Przypadki ekg
12-odprowadzeniowy zapis EKG – taki sam, a jednak inny…
Krzysztof Szydło
Szanowni Państwo, drodzy Czytelnicy!
Nasze spotkania, w moim przekonaniu, powinny dostarczać zarówno ciekawych przykładów elektrokardiogramów, jak również wspominać o faktach, o których nie zawsze pamiętamy lub o których warto sobie przypomnieć. Stąd kolejne spotkanie poświęcone jest ważnemu, ciekawemu i chyba zaniedbywanemu zagadnieniu, jakim jest różnica między standardowym zapisem 12-odprowadzeniowym, a tym wykonywanym w modyfikacji Masona-Likara.

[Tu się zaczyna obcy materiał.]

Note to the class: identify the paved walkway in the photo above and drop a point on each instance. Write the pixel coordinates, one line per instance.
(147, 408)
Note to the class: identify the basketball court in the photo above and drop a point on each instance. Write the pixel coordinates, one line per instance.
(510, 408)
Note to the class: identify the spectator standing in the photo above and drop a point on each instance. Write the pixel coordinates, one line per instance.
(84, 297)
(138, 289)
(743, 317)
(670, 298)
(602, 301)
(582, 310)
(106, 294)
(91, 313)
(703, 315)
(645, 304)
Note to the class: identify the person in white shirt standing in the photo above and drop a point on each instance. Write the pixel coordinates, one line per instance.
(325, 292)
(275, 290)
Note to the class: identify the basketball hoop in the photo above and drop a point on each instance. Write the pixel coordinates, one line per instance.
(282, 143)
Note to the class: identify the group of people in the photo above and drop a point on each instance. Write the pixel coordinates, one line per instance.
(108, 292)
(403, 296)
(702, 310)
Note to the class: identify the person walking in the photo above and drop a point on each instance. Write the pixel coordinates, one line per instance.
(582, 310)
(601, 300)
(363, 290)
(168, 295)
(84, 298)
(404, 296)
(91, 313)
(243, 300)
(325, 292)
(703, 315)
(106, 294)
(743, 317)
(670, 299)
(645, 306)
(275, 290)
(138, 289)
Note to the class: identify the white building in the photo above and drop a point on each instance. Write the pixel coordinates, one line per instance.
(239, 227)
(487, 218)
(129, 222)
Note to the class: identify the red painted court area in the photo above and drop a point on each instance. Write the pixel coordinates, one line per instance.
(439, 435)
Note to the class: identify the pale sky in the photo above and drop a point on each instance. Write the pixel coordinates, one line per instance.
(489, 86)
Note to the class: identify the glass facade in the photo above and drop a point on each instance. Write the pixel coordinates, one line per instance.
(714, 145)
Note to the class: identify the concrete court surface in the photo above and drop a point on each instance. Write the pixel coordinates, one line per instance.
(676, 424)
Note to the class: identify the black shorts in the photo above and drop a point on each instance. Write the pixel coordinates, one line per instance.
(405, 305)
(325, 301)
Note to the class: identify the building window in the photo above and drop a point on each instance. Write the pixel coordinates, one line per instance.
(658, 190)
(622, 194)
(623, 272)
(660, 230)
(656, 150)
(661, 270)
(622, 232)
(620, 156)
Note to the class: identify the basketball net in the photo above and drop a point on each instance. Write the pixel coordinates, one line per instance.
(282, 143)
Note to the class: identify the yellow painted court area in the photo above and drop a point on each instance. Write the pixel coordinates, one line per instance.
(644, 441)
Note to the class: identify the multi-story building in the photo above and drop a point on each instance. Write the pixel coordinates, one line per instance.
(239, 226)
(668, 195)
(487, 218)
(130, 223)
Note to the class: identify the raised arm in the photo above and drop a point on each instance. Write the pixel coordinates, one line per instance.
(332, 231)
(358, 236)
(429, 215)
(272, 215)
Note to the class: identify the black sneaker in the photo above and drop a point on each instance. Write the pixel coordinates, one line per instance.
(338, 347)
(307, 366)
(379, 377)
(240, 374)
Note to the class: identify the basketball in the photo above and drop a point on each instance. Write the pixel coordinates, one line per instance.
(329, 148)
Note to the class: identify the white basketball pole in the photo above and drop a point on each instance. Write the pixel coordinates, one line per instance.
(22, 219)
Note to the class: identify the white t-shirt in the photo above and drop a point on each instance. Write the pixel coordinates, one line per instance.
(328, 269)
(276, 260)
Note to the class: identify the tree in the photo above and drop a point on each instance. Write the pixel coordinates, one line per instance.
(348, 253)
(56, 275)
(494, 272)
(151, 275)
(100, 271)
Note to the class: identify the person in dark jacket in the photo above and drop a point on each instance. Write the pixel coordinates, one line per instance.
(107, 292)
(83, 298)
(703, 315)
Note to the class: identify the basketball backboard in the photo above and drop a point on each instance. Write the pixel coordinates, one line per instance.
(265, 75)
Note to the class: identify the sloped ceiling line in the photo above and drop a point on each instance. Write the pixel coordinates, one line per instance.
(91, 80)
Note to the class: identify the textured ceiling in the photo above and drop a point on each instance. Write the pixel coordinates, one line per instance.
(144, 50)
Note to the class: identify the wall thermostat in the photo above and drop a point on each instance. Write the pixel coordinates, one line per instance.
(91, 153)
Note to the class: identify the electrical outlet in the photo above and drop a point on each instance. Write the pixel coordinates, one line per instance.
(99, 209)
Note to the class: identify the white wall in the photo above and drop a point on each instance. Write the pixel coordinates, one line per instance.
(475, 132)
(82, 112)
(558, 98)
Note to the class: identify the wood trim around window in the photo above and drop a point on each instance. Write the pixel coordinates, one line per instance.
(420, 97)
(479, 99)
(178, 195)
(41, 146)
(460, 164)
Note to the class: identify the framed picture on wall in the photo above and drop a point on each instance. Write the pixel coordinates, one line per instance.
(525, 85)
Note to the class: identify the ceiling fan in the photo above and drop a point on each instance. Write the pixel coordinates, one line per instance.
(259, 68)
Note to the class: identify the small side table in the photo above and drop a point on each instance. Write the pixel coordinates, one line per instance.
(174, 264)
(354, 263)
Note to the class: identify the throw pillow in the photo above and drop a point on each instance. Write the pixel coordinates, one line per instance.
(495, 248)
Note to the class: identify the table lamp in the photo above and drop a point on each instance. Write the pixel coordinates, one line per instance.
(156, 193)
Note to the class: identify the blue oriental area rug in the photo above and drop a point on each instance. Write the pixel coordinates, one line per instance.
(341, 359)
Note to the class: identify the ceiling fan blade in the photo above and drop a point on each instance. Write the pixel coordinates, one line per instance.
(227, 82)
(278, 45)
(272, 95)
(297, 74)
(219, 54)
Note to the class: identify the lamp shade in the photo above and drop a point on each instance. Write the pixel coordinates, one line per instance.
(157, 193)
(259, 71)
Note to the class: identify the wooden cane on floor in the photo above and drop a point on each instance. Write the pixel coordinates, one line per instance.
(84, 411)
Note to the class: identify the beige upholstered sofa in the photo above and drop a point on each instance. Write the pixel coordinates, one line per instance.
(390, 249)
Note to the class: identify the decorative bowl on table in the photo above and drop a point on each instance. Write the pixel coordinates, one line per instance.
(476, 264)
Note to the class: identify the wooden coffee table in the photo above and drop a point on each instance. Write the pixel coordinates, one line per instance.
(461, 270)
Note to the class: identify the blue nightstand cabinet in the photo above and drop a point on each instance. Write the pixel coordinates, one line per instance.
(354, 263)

W pierwszym korzystamy z ułożenia elektrod opisanego wiele lat temu przez Einthovena i Barnesa (rok 1912 i 1938). W drugim przypadku korzystamy z układu zaproponowanego przez Masona i Likara w 1966 roku. Różnica umiejscowienia elektrod wydaje się niewielka – elektrody „kończynowe” umieszczane są na tułowiu, odpowiednio w okolicy podobojczykowej oraz podżebrowej. Stosowana jest niekiedy modyfikacja opisana przez Takumę i wsp.[1], w której górne elektrody umieszczane są maksymalnie do boku – w okolicy wyrostka barkowego, a dolne maksymalnie do dołu tułowia – okolice kolców biodrowych górnych przednich. Można z niej korzystać u chorych leżących, szczególnie w warunkach intensywnego nadzoru.